Don’t get me wrong. This is not a look-at-me-I’m-so-great-my-dream-came-true self aggrandizing moment. I am just amazed that God’s orchestration of our lives includes different paths, detours, intersecting highways, and even closed roads. Yes, all of the above. But all of it takes you where you need to go.

There are desire we have and choices we make and the divine is at work in the midst of these things. Sometimes things work out. Sometimes they don’t. But all along the roads we walk or stumble on, littered with stone or smooth as silk, we just need to trust that Someone up there is holding on to our hand and leading us in a connect-the-dots way. I mean, come on, I wanted a stage with lights and a microphone. I got a world of books and solitude instead. Guess what? I couldn’t be happier or more grateful.

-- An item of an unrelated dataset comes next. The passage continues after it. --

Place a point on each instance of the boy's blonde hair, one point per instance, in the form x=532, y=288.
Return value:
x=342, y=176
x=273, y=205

Nine years from today? Who knows? I can say I kinda like the feeling I have now—the marriage of mild fear and excited jitters. So much can happen. To me. To you. Let’s just trust that God knows what He’s doing and may we learn to live to enjoy the ride.

Vroom, vroom, baby, vroom, vroom.

4 comments:

Cherie Hill September 13, 2009 at 9:25 AM  

Hi A.J. Just posted a review of Silent Savior. (my blog,through Revell, and Amazon) I am recommending it to everyone I know! I think my review will say it all. I loved this post you made. I swell with joy in my heart when I see God at work...you too have seen the truth in God's promise of Ephesians 3:20 (one of my favorite verses) “Now glory be to God! By his mighty power at work within
us, he is able to accomplish infinitely MORE than we would
ever dare to ask or hope.”
I LOVE how God takes the broken pieces...all the failed expectations of life and REALLY shows you who He is!!! From that point forward...there's no denying Him...under any circumstances. (I know you know what I mean.) Well, Just wanted to drop in and say I'm praying for you in many ways...mostly that you're working on another book! :)
Cherie Hill

Lysa TerKeurst September 16, 2009 at 2:24 PM  

Hey sweet friend...

E-mail me at Lysa at Proverbs31.org and I'll send you that address... she will be sooooo excited.

Smiles~

AJ Gregory September 24, 2009 at 2:22 PM  

Hi Cherie. I read your comment and review on Amazon. Your kind words blew me away. Thank you very much for believing in me, my writing...but most of all, believing in the truth that's God is always at work:) I send you a big blessing your way and a big hug! Thank you! AJ

AJ Gregory September 24, 2009 at 2:23 PM  

Lysa...Done! And I sent her a copy of Messy Faith, too. You guys are a phenom team!